Weitere nützliche Befehle
nice
Der Befehl nice
ermöglicht es, ein Programm mit einer von der normalen abweichenden Priorität auszuführen. Nur der Administrator kann die Priorität eines Prozesses erhöhen (d.h. einen negativen Nice-Wert setzen). Der Nice-Wert für normale Benutzer muss zwischen 1 und 19 liegen. Standardmäßig wird ein Wert von 10 verwendet. Die Priorität des Prozesses erhöht sich von Zeit zu Zeit, um sicherzustellen, dass der Prozess nicht 'verhungert'. Nur der Administrator kann die Prozesspriorität mit einem negativen Argument (maximal -19) erhöhen.
Syntax:
nice [-n N] Befehl
nohup
Der Befehl nohup
wird verwendet, wenn wir möchten, dass ein Prozess auch nach dem Beenden der Shell oder dem Abmelden vom System weiterläuft. Normalerweise empfängt ein Prozess, der beim Beenden der Shell noch läuft, das Signal 'Hangup' (SIGHUP) und wird beendet. nohup
verhindert dies. Die Ausgabe der Programmausführung wird in eine Datei umgeleitet; falls keine Datei angegeben ist, wird standardmäßig in nohup.out
geschrieben.
Syntax:
nohup Befehl &
sleep
Der Befehl sleep
wird verwendet, um die Ausführung für eine bestimmte Anzahl von Sekunden zu unterbrechen, bevor mit den folgenden Befehlen fortgefahren wird.
Syntax:
sleep Sekunden
time
Der Befehl time
gibt die Ausführungszeit eines Prozesses in Sekunden aus.
Syntax:
time Befehl [Argumente]
w
Der Befehl w
zeigt an, welche Benutzer aktuell am System angemeldet sind und welche Prozesse sie ausführen.
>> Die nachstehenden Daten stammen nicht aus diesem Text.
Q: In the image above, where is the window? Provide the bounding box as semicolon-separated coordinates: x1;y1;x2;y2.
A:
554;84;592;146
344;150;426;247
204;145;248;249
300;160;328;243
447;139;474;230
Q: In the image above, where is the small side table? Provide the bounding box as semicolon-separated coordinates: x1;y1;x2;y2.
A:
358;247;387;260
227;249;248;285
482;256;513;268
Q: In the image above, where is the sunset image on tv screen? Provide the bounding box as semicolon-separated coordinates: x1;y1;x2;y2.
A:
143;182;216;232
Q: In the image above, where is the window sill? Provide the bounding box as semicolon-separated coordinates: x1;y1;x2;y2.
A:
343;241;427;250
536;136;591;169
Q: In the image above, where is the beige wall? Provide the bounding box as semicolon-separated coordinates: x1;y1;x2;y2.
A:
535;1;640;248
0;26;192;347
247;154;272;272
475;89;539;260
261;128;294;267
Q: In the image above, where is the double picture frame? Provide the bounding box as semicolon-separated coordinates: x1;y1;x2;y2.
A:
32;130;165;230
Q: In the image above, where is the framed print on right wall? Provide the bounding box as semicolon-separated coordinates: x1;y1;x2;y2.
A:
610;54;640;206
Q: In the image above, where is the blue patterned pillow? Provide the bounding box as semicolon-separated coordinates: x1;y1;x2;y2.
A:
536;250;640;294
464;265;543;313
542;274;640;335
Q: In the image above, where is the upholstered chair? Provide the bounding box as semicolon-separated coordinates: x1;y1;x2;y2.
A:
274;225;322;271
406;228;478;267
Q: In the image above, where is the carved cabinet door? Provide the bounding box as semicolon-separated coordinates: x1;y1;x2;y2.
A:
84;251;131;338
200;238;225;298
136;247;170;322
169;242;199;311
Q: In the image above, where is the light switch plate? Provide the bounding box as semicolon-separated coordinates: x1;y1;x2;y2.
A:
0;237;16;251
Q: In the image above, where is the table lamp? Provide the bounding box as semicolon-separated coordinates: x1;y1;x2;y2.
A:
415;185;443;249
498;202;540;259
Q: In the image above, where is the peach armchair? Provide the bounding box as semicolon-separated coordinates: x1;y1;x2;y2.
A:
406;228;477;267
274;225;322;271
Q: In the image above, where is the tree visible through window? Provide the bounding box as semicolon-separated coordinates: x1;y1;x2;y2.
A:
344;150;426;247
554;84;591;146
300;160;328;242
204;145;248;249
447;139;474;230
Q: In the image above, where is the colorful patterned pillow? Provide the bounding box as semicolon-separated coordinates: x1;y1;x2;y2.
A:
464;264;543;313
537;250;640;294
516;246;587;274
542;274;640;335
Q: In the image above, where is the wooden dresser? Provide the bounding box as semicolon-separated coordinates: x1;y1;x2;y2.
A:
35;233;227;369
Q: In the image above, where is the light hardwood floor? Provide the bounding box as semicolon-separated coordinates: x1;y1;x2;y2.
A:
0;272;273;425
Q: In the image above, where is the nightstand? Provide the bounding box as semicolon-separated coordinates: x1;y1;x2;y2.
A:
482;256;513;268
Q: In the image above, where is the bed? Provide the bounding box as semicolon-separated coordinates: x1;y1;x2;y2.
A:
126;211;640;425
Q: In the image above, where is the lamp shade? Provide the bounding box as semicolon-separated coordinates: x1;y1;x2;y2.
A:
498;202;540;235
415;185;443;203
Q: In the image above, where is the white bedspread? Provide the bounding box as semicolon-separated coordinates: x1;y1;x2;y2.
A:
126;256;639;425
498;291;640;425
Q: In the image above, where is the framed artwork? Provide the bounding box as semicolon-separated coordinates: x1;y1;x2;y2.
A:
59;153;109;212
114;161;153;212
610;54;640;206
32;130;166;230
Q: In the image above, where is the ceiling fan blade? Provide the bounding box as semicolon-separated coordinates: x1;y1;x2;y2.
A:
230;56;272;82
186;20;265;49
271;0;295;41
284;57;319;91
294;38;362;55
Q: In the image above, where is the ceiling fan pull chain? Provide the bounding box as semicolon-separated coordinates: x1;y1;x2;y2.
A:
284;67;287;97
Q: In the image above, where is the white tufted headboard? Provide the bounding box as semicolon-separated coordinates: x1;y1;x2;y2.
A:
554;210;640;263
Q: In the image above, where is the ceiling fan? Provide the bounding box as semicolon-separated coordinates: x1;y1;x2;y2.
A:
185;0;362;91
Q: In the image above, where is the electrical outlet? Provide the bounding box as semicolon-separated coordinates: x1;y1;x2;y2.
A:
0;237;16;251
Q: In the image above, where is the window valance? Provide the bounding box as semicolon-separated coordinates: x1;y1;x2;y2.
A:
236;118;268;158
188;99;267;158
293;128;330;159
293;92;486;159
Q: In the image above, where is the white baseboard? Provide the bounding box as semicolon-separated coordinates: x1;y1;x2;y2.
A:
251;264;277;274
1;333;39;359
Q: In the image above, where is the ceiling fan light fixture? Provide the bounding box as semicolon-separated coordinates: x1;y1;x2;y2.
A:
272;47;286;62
Er zeigt unter anderem: den Benutzernamen, das Terminal, von dem aus die Verbindung hergestellt wurde, die Anmeldezeit, die Leerlaufzeit, die verbrauchte CPU-Zeit und den aktuell ausgeführten Prozess.
fg (Foreground)
Der Befehl fg
(Foreground) wird verwendet, um einen im Hintergrund laufenden Prozess in den Vordergrund zu holen. Ein Prozess kann mit &
in den Hintergrund geschickt oder mit Strg+Z
gestoppt werden. Als Argument kann die Job-ID oder PID des Prozesses übergeben werden, mit dem wir arbeiten möchten.
Beispiel:
sleep 5000 &
(Prozess im Hintergrund starten)fg
(Prozess in den Vordergrund holen)
top
Der Befehl top
zeigt eine dynamische Echtzeit-Übersicht der laufenden Prozesse an (ähnlich dem Task-Manager unter Windows). Die Anzeige kann mit Strg+C
beendet werden.
free
Der Befehl free
zeigt den Status des physischen Speichers (RAM) und des Swap-Speichers sowie der vom System verwendeten Puffer an.
uptime
Der Befehl uptime
zeigt an, wie lange das System bereits läuft, die Anzahl der angemeldeten Benutzer und die Systemlast (Load Average).